On 12/5/06, Steve Bennett <stevagewp(a)gmail.com> wrote:
I've been assuming that the policy about not
applying "fair use" for
these photographs was entirely of Wikipedia's design, and is not
really related to copyright law. You're suggesting that we're actually
breaking copyright law if we do use "fair use" for promotional
photographs instead of going out and taking a new photo. Does anyone
know either way?
It depends.
Questions of what the law says can only really be answered on a case
by case basis and generealy need to be quite carefuly defined (for
example a trivial answer to you question is that it would be illegal
but that is because you failed to specify the legal system you were
tlaking about).
Can you steal a promotional image which some B grade
hollywood star
desperately wants everyone to use at any opportunity?
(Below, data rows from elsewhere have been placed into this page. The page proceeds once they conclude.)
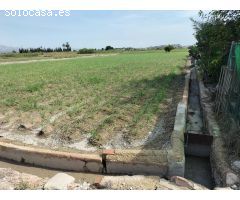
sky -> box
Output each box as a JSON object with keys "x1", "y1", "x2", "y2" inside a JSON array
[{"x1": 0, "y1": 10, "x2": 199, "y2": 49}]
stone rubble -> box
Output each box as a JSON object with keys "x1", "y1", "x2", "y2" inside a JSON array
[
  {"x1": 0, "y1": 168, "x2": 46, "y2": 190},
  {"x1": 226, "y1": 172, "x2": 240, "y2": 186},
  {"x1": 3, "y1": 167, "x2": 237, "y2": 190},
  {"x1": 92, "y1": 175, "x2": 208, "y2": 190},
  {"x1": 74, "y1": 181, "x2": 92, "y2": 190},
  {"x1": 232, "y1": 160, "x2": 240, "y2": 172}
]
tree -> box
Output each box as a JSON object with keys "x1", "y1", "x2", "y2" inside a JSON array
[
  {"x1": 105, "y1": 46, "x2": 114, "y2": 51},
  {"x1": 62, "y1": 42, "x2": 71, "y2": 52},
  {"x1": 191, "y1": 10, "x2": 240, "y2": 82},
  {"x1": 164, "y1": 45, "x2": 174, "y2": 52},
  {"x1": 65, "y1": 42, "x2": 71, "y2": 51}
]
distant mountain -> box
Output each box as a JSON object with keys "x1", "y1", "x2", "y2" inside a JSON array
[{"x1": 0, "y1": 45, "x2": 19, "y2": 53}]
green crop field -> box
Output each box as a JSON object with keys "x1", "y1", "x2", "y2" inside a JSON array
[{"x1": 0, "y1": 49, "x2": 188, "y2": 148}]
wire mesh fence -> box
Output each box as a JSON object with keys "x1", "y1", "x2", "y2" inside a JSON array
[
  {"x1": 214, "y1": 41, "x2": 240, "y2": 156},
  {"x1": 215, "y1": 42, "x2": 240, "y2": 125}
]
Certainly the most obvious case would be one in which the hollywood
star did not own the copyright to the photo.
I certainly
agree with you about people filling gaps - I've taken quite a few
"gap-filler" photos myself - but taking good photos of celebrities is
pretty hard. Here's an example:
http://en.wikipedia.org/wiki/Image:Jerry_Seinfeld_%281997%29.jpg
We're not even sure that this *is* a free image, and this is at the
better end of the scale of the free celebrity photos we have. And do
you think Seinfeld, his publicist, us, or anyone is really happy that
we have a crappy photo of him rather than a professionally executed
publicity shot?
The publicist is free to release a photo under a lisence we can use.